The economical superficial surgery of the hip joint is the best choice for young patients and patients with a high level of physical activity – active athletes. In this case, the surgeon preserves the head and neck of the femur, replacing only the damaged joint surface. This is important for patients who potentially need revision, as the service life of even the highest quality prostheses does not exceed 20-25 years. Arthroplasty creates favorable conditions for subsequent implantation of the total or new superficial endoprosthesis.

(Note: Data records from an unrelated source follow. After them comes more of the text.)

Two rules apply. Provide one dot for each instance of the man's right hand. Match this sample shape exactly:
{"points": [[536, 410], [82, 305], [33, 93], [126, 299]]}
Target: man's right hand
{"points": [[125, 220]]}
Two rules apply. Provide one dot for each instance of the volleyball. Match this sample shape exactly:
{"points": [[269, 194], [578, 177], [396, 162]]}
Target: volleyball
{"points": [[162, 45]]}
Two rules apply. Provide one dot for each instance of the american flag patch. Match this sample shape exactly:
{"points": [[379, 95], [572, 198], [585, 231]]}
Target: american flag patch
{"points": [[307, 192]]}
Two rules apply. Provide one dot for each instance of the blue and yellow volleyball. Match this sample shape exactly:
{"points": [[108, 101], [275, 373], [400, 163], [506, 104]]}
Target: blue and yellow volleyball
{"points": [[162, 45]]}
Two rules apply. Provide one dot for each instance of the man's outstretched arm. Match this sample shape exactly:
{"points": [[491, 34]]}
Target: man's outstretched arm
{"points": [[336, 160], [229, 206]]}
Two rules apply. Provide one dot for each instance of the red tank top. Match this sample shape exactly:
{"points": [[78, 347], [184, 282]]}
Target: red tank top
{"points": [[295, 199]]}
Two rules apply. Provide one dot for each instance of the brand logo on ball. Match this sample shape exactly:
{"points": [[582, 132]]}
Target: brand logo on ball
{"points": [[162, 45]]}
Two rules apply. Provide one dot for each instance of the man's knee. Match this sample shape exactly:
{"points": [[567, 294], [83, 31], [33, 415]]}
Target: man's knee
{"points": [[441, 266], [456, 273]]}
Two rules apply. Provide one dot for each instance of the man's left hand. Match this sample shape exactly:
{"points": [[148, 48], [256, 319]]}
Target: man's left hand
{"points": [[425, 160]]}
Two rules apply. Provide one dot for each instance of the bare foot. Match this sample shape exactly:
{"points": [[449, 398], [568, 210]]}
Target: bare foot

Shoulder joint replacement
In the case of shoulder replacement, surgery has two anatomically different types of arthroplasty, which include:

Physiological replacement surgery, which can be complete or partial, depending on the degree of damage to the components of the shoulder joint. In physiological arthroplasty, the shape of the prosthesis completely mimics the shape of a normal shoulder joint. This type of surgery is used in patients with normally functioning rotator cuff muscles.

Hemiarthroplasty involves replacement of the shoulder head, while total surgery involves replacement of the shoulder and glenoid cavity.

In the case of reverse replacement surgery, the supporting surfaces of the joint change places – the spherical head is placed on the shoulder blade, while the cup of the shoulder is placed on the shoulder. Such a non-standard prosthesis is suitable for patients with damaged rotational cuff muscles who are unable to use classic prostheses. The reversible design allows patients to make movements in the joint only with the help of the deltoid muscle.

Orthopedic rehabilitation and follow-up
Regardless of the underlying disease and the type of arthroplasty, treatment always ends with orthopedic rehabilitation. The rehabilitation program begins at the hospital the day after the arthroplasty. All exercises are performed under the full guidance of a qualified instructor.

After discharge from the hospital, the patient continues to perform the recommended set of exercises at home or visits a specialized center for physiotherapy and simulator exercises, which include the following activities:

  • Exercises to strengthen the muscles of the body and the operated limb
  • Physiological load of the operated limb with intensity modulation
  • Passive joint development or CPM therapy
  • High intensity laser therapy or HIL therapy
  • Extracorporeal shock wave therapy
  • Massage
  • Electrical stimulationAnd when necessary, psychotherapy.